It’s important to keep accurate track of grain inventory – by Terry Betker

It’s important to keep accurate track of grain inventory

I remember kicking through the snow in the middle of winter, trying to find some decent-sized stones to throw against a granary when trying to figure out how much grain was in it.

It wasn’t an exact science. The stone throwing technique was easier than putting up a ladder. Maybe safer too. The ladder was preferred of course. Look inside, and count the rings. I was never good at correctly factoring in the inverse cone when grain had been taken out, but estimates were made.

Grain coming off the field was often tricky to get a handle on. There weren’t any grain carts. Combine yield monitors didn’t exist. Harvest production reports for crop insurance were based on an estimated yield per acre, often derived by the amount of grain in the bins.

It was common to have lots of bins in many different sizes, tending to be small. Years ago, a 5,000 bushel capacity bin was a large bin. When I stopped farming, our largest granary was 10,000 bu. but we used lots of 1,300 bu. bins.

But all that was then and this is now.

Thinking back, keeping accurate inventory information was, or should have been, always important. Did it matter as much? I guess likely, as operating loans were margined against inventory. Would the stone throwing bin measurement technique have ever “benefitted” the farmer when submitting inventory on-hand reports? I’ll leave that to everyone’s imagination, but I digress.
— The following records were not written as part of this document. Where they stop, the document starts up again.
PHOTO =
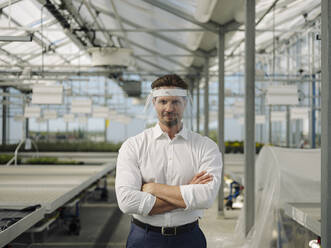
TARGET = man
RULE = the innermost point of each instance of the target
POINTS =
(167, 175)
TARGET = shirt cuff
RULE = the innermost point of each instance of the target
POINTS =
(146, 204)
(186, 191)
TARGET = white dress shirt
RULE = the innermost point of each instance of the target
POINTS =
(152, 156)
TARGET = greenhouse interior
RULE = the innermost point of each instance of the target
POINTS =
(79, 102)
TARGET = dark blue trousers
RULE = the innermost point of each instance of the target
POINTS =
(142, 238)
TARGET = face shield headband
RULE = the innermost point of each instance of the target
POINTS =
(170, 92)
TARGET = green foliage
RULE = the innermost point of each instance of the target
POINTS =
(4, 158)
(49, 160)
(234, 146)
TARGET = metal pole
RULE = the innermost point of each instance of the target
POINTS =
(270, 125)
(288, 125)
(191, 87)
(312, 126)
(198, 104)
(288, 115)
(220, 133)
(4, 116)
(206, 98)
(326, 126)
(105, 104)
(249, 145)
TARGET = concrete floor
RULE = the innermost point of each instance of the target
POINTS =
(103, 225)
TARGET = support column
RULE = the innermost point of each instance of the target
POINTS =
(221, 113)
(206, 98)
(105, 104)
(270, 125)
(288, 116)
(288, 125)
(191, 88)
(198, 103)
(4, 116)
(326, 126)
(249, 144)
(312, 119)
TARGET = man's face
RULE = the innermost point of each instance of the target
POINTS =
(169, 109)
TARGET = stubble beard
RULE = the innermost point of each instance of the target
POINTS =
(171, 123)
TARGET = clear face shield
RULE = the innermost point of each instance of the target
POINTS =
(180, 110)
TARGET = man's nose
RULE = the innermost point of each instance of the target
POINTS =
(169, 107)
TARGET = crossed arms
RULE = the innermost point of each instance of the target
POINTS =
(169, 197)
(135, 197)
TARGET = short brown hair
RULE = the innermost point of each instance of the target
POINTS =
(170, 80)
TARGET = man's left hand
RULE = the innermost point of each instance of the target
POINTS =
(149, 188)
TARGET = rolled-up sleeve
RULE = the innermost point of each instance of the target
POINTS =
(202, 196)
(130, 198)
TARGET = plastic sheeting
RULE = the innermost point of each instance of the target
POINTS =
(282, 176)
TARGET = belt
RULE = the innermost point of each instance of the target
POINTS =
(166, 231)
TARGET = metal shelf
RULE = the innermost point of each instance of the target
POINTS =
(307, 214)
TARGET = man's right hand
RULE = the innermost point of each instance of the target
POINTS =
(201, 178)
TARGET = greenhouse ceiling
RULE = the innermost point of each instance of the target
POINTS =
(45, 40)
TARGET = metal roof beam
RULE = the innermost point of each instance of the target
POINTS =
(64, 24)
(198, 52)
(210, 26)
(8, 3)
(154, 53)
(151, 63)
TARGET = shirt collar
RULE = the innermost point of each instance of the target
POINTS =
(157, 132)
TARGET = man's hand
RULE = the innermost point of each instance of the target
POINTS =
(149, 188)
(201, 178)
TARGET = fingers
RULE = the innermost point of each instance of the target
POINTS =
(201, 178)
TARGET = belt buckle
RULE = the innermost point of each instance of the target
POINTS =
(168, 231)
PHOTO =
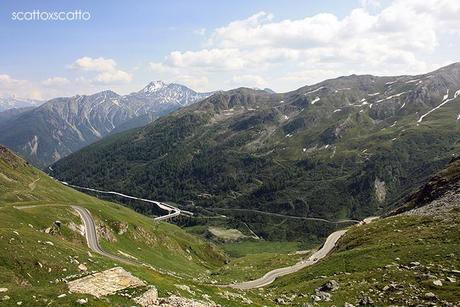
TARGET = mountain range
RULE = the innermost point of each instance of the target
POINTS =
(344, 148)
(61, 126)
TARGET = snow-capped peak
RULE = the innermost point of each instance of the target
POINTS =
(154, 86)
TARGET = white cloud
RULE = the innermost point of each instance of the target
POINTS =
(96, 64)
(106, 69)
(285, 54)
(200, 31)
(55, 81)
(248, 81)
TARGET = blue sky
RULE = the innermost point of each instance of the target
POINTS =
(211, 45)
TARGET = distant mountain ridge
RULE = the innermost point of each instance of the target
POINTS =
(343, 148)
(63, 125)
(12, 102)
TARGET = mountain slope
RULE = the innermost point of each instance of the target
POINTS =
(344, 148)
(404, 260)
(43, 247)
(7, 103)
(64, 125)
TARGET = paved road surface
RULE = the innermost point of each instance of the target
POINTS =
(91, 235)
(90, 232)
(270, 277)
(172, 211)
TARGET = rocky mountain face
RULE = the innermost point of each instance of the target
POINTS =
(440, 193)
(344, 148)
(63, 125)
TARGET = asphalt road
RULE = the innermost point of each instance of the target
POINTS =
(91, 235)
(270, 277)
(172, 211)
(90, 232)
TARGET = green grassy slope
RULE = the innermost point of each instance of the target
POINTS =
(386, 252)
(32, 269)
(247, 149)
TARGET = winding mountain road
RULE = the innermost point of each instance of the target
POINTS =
(172, 211)
(91, 235)
(270, 277)
(90, 231)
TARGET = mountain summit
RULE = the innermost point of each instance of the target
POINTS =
(63, 125)
(345, 148)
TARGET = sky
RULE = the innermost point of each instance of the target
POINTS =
(217, 45)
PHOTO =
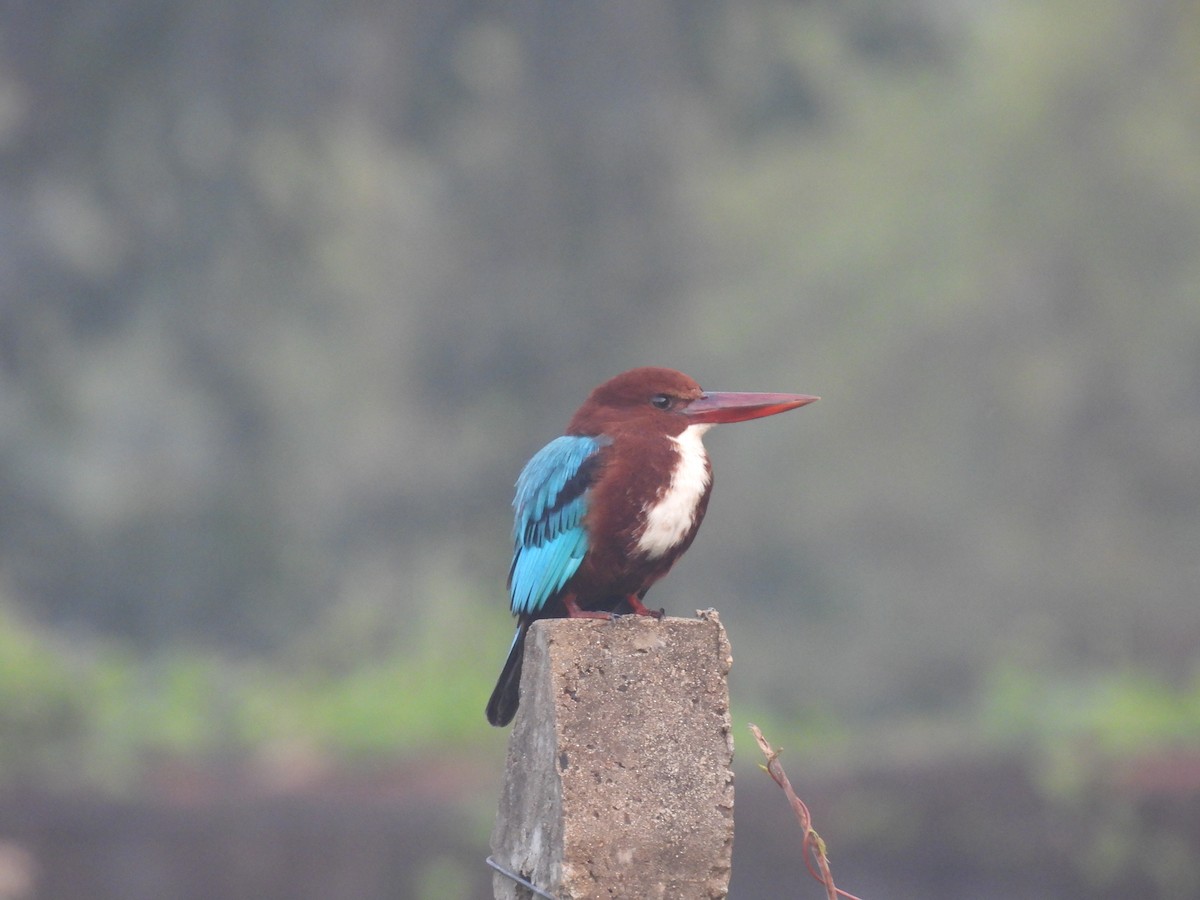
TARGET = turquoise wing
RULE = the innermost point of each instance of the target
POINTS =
(549, 535)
An operating loan is typically either margined against land or inventory. Even with having operating loans secured by land, lenders will take security positions on grain inventory using GSAs or Section 427s. These practices have not changed much.

There have been changes in inventory reporting requirements compared to 15 years ago. For the period from about 2008-18, I didn’t see many farms that were required to submit quarterly inventory reports. Quarterly reporting was certainly the norm in the preceding years.
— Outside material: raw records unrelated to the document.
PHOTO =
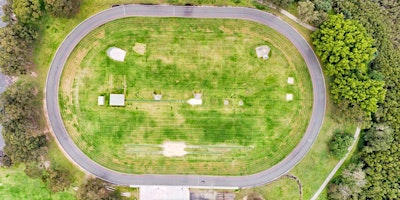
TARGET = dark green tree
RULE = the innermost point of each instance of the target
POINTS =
(27, 10)
(343, 46)
(94, 189)
(349, 184)
(339, 144)
(366, 93)
(58, 179)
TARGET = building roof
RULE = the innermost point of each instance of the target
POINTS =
(117, 100)
(100, 101)
(263, 51)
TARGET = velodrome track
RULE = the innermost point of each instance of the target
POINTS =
(61, 56)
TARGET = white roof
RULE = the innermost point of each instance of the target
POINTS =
(100, 100)
(164, 193)
(117, 100)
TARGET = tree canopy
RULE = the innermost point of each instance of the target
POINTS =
(343, 46)
(27, 10)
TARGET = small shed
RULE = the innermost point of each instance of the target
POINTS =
(195, 102)
(117, 100)
(263, 52)
(100, 101)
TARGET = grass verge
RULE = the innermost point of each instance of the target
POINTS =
(14, 184)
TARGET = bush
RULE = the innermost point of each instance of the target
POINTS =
(339, 144)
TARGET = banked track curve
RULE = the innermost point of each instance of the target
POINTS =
(263, 177)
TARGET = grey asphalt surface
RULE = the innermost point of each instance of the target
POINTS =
(319, 94)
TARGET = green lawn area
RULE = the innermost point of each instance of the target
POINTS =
(312, 170)
(213, 56)
(14, 184)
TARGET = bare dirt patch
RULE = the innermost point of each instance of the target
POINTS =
(116, 54)
(139, 48)
(172, 149)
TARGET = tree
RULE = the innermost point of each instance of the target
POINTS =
(27, 10)
(323, 5)
(339, 144)
(378, 138)
(366, 93)
(33, 170)
(62, 8)
(343, 46)
(282, 3)
(349, 184)
(16, 48)
(58, 179)
(8, 12)
(306, 11)
(94, 189)
(16, 103)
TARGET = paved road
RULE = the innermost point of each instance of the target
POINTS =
(185, 180)
(2, 24)
(2, 78)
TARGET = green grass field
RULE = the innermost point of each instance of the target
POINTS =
(216, 57)
(14, 184)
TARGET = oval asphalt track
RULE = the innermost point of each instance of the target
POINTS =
(269, 175)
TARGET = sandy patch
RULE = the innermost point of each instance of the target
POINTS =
(100, 35)
(139, 48)
(172, 149)
(289, 97)
(116, 54)
(291, 80)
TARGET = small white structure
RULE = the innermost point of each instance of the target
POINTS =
(171, 149)
(263, 52)
(117, 100)
(289, 97)
(100, 100)
(164, 192)
(195, 102)
(290, 80)
(226, 102)
(197, 95)
(116, 54)
(157, 97)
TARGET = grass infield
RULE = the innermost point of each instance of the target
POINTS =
(213, 56)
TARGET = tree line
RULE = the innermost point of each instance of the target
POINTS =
(365, 87)
(24, 138)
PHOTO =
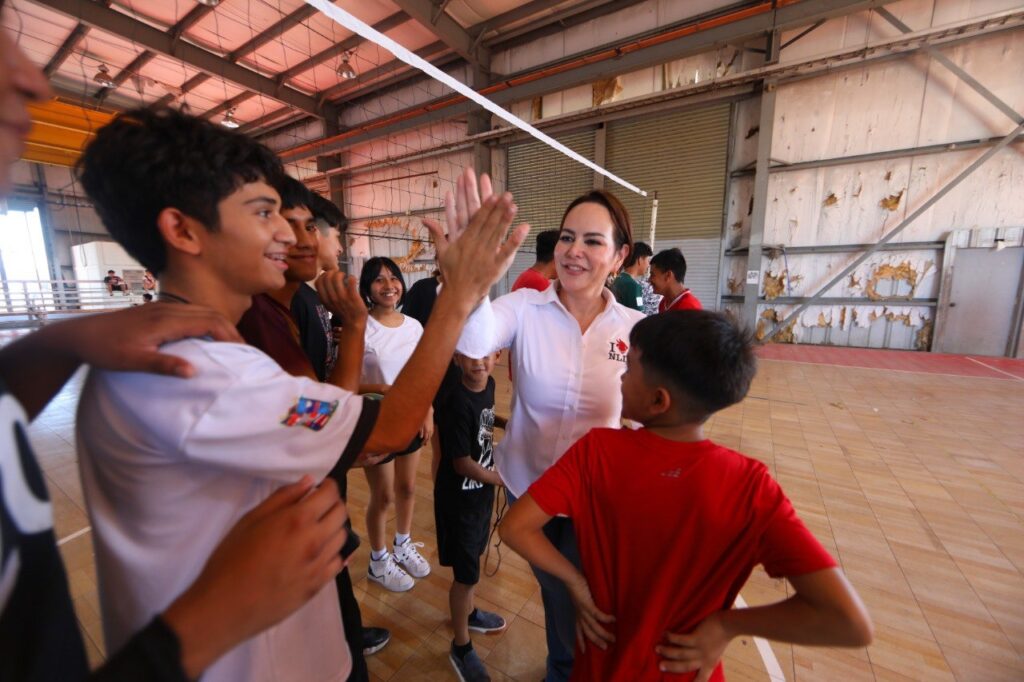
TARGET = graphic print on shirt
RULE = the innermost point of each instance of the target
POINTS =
(617, 349)
(25, 506)
(309, 413)
(484, 438)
I think we are heading back there — to a need for quarterly reporting — but for different reasons.

Certainly, as some farms experience working capital shortfalls, lenders will want to get regular updates so margins can be monitored.

The reasons for adopting quarterly reporting that I’m referring to are focused inwardly toward managing the farm business.
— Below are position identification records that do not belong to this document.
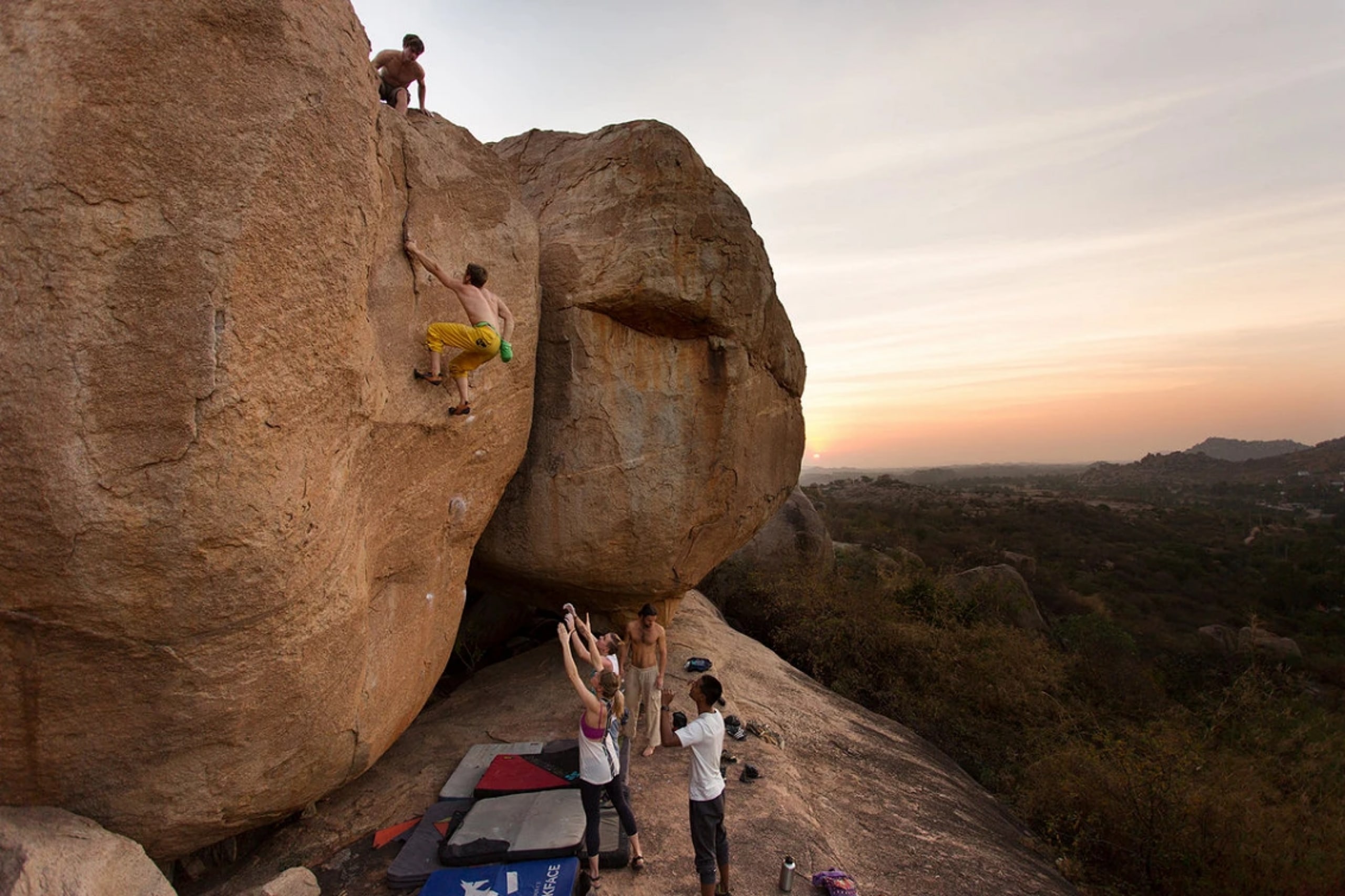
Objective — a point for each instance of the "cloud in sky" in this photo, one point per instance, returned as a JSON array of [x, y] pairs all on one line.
[[1002, 231]]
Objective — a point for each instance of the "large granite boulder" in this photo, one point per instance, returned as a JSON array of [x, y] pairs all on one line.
[[668, 425], [1002, 593], [50, 852], [236, 533]]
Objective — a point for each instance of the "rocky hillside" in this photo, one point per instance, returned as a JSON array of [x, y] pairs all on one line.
[[1325, 461], [1243, 450]]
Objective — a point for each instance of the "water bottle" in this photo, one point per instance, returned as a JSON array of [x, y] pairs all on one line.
[[787, 875]]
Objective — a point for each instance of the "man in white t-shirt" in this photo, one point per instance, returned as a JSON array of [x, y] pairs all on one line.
[[705, 736]]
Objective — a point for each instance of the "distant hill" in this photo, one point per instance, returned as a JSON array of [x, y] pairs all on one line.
[[1243, 450], [940, 475], [1322, 462]]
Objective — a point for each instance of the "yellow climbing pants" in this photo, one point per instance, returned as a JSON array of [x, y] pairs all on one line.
[[479, 345]]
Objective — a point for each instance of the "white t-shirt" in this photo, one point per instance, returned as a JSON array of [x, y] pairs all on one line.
[[705, 736]]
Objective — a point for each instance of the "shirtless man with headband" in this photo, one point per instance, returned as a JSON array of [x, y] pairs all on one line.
[[396, 73], [645, 665]]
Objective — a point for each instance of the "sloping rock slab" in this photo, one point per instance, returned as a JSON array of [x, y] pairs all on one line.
[[851, 787]]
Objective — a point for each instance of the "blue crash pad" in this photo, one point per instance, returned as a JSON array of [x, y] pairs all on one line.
[[540, 878]]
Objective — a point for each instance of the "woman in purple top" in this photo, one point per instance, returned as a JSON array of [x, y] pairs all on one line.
[[601, 763]]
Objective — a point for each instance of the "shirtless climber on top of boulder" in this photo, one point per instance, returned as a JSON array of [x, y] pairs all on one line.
[[493, 325], [396, 73]]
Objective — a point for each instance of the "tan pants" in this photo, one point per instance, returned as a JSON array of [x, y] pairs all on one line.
[[640, 684]]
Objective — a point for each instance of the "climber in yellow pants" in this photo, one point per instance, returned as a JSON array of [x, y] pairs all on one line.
[[493, 325]]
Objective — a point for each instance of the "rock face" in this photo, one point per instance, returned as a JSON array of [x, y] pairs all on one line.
[[849, 787], [236, 533], [668, 425], [1001, 592], [795, 541], [1247, 641], [50, 852]]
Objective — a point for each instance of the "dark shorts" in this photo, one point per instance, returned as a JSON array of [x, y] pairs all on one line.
[[388, 93], [708, 837]]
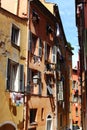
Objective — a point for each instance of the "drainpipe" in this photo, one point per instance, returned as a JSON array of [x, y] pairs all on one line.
[[0, 3], [26, 109]]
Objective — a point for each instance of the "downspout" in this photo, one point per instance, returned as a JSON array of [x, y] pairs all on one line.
[[0, 3], [27, 65], [18, 5]]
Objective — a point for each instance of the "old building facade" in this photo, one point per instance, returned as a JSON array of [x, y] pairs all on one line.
[[13, 44], [45, 57], [81, 23]]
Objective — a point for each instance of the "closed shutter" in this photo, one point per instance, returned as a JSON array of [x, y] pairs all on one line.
[[40, 89], [29, 80], [30, 41], [54, 54], [45, 51], [40, 48], [8, 75], [21, 69]]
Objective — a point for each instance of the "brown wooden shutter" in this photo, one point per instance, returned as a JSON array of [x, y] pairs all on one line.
[[8, 74]]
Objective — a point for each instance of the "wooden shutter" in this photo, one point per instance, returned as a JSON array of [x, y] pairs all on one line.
[[45, 51], [8, 75], [30, 41], [54, 54], [21, 70], [29, 80], [40, 88], [40, 47]]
The quarterly reporting that farmers should be compiling includes balance sheets, accrued income and cash flow statements. The income statements and cashflow statements are highly dependent upon the grain sales, both volume and price, that have taken place. Farmers need to know where they are at financially throughout the year and not just at year end.

This brings us back to the need to accurately track grain inventory so changes in inventory can be used to calculate accrued income and to align future grain sales with available inventory. Confidence with inventory tracking needs to start right from the field.

The importance of quarterly reporting and associated inventory tracking is another impact of high commodity prices. The challenges of accurately recording inventory are not new, as I’ve mentioned. The issues existed when prices were historically much lower. Today’s prices of $25 per bushel canola and $14 per bu. wheat magnify the challenges.

I’m going to use 5,000 acres in my examples, which would tend to be a larger than average-sized farm. Challenges related to inventory tracking, though, exist for both larger and smaller farms.

It’s common for farms to achieve canola yields of 45 bu. per acre. At $25 per bu., that works out to $5.625 million on the 5,000 acres. Understating or overstating the actual yield by one bu. per acre results in a $250,000 swing in revenue. That variance represents a 4.4 percent change in yield from the 45 bu. per acre.

Using wheat as an example, a yield of 70 bu. per acre is achievable for many farms. A two bu. per acre variance (68 to 72) creates a $280,000 swing in revenue over 5,000 acres with wheat priced at $14 per bu. The yield variance represents a 5.8 percent swing.

Variability in the amount of grain stored in bins is also a consideration. Let’s use the wheat example where a farmer had a yield of 70 bu. per acre and used 40,000 bu. bins. Almost nine granaries would be needed for the 5,000 acres of production. Every 1,000 bu. variability in one of the bins equals 2.5 percent of the storage capacity. That equates to about $125,000 over all the granaries with $14 wheat.

Other aspects of confidence in inventory tracking include marketing decisions, cash flow timing and payment tracing. The one bu. yield variance in canola equates to 10,000 bu. For wheat, the two bu. variance equates to 20,000 bu. in the examples above. Those variances can affect marketing decisions.

It would be good to be able to take advantage of high pricing opportunities. Those decisions become riskier as there is less and less inventory available for sale. This obviously impacts on the timing of cash flow and how that in turn affects decision-making processes. Lastly, there’s the very real possibility that payment for loads that are delivered is not received.

Fortunately, technology is enabling closer and more confident inventory tracking. Combine yield monitors and grain cart scales provide a base of good information from which to begin tracking inventory. The accountability to accurate inventory tracking, though, still sits with the farmer.